Nick Barnes Nick.Barnes@pobox.com
Mon, 08 Jun 1998 11:54:43 +0100


At 1998-06-08 01:49:17 UT, Chris Smith writes:

> 1) Can anyone tell me if it (a) is feasible, and (b) has been done and
> documented somewhere, to implement a generational collector that copies
> the new generation, and marks and sweep older generations?

Yes, this has been done many times.  It's a reasonable design choice;
the main problem with it is that it means you have to implement two
different garbage collectors and manage their interaction.  This is
generally true of other hybrid schemes.  I don't have my books to
hand, otherwise I could give you a citation.  Doesn't Jones & Lins
discuss this in their chapter on generational collection?

> My latest idea (maybe good, maybe bad, but I've either been missing a lot 
> or it isn't widely discussed in the introductory GC lit) is to write a
> collector that collects the new object area in a single stop-and-copy
> manner, and concurrently works on collecting older objects via mark-sweep.

Yes.  This is not altogether dissimilar to the Nettles/O'Toole work
(with which I was peripherally involved).

> It seems to me that due to the low promotion rate of objects in the first
> generation, copying would be ideal specifically there.

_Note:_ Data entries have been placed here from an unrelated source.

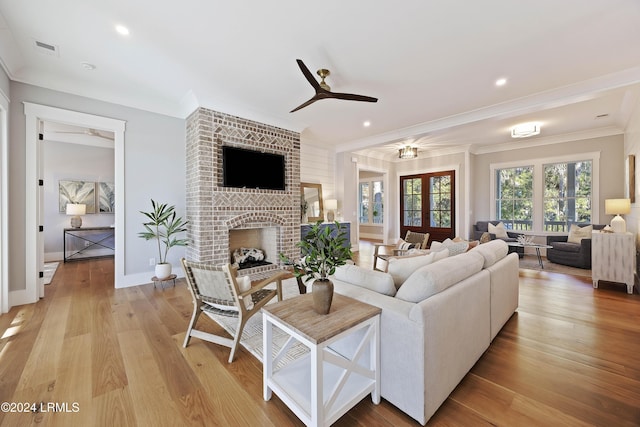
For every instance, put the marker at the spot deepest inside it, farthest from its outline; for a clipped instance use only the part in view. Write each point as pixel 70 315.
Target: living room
pixel 151 162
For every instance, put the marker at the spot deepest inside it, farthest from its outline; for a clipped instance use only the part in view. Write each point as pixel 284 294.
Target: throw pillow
pixel 376 281
pixel 576 233
pixel 498 230
pixel 404 245
pixel 244 284
pixel 455 248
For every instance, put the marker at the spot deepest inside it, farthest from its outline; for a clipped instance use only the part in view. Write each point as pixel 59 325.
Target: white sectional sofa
pixel 438 318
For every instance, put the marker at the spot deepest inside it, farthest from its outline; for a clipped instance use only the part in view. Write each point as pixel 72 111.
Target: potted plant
pixel 162 226
pixel 321 250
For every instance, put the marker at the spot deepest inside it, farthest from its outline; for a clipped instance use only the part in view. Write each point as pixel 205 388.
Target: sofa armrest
pixel 551 239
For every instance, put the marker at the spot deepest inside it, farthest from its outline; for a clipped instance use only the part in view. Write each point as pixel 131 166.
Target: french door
pixel 427 204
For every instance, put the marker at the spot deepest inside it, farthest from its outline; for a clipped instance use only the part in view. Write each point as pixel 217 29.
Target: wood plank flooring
pixel 570 356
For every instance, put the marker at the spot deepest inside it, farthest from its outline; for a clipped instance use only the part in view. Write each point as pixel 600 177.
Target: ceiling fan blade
pixel 308 75
pixel 309 102
pixel 352 97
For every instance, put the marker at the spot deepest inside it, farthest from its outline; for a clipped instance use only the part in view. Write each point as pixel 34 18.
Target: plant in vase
pixel 163 225
pixel 321 251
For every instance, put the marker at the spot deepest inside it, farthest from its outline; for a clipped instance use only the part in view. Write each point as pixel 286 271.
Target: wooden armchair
pixel 416 240
pixel 215 290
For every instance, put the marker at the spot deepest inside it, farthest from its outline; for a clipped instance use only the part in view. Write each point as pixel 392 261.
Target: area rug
pixel 530 262
pixel 49 271
pixel 252 333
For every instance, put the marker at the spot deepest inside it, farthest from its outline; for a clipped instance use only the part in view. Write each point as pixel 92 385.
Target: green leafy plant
pixel 322 250
pixel 162 226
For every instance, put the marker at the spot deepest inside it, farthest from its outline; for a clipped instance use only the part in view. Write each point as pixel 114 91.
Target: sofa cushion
pixel 370 279
pixel 455 248
pixel 576 233
pixel 499 230
pixel 566 246
pixel 401 268
pixel 436 277
pixel 492 251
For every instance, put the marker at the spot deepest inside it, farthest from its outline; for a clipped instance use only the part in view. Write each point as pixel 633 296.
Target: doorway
pixel 35 115
pixel 428 204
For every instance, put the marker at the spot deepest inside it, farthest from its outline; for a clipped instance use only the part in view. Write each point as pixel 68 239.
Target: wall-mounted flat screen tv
pixel 244 168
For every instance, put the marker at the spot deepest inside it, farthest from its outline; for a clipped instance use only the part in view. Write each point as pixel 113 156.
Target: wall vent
pixel 46 48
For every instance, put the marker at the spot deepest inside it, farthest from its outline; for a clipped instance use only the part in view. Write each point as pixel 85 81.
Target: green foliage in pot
pixel 162 226
pixel 321 251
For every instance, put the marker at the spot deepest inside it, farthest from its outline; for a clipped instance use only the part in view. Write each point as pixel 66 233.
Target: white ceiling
pixel 432 64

Yes, copying is best-suited to the nursery.

> 2) Is it feasible to bound the time for execution of a small collection by
> bounding the size of the new object area?  The only place I've seen
> something like this discussed is in the Nettles/O'Toole article I just
> read, which implies that their desired bound (50 ms) could be done that
> way.  Would it be possible for a larger time slot, or is the collection
> cycle bad in the worst case?

You won't get a hard bound.  Most collection time is spent scanning,
and in almost all cases, almost all of your time is spent scanning
survivors, so you get a good soft bound, but you can't put a hard
bound on it because you can't put a hard bound on the root set (which
could be the whole heap).

> 3) A general question about promotion policies.  Has anyone considered
> what empirically happens to an object AFTER a pointer to it gets stored in
> an older generation?

This kind of thing is quite dependent on the mutator and the
generation.  In the nursery, for most mutators which have been
studied, the simple information that the program has _some_ interest
in _any_ object strongly correlates with that object's survival at the
next collection.  Most objects which die in the nursery die within a
few thousand machine cycles of being created.  But then there's a
trade-off involving your promotion cost, and the complexity of your
collector.  If you want to avoid the cost of maintaining
inter-generational pointers, you have to promote that object, _and all
its descendants_, to the generation in which you have found its
parent.  If you only have 1.5 or 2 generations, that part isn't too
hard.  But it's still a bunch more code, which will cause you endless
headaches until you've fixed the first round of defects.

At least in the first instance, I suggest keeping your collector as
simple as possible (which probably means promoting on survival from
the nursery), and experimenting with this sort of thing as a bolt-on
once you have the rest of your system working.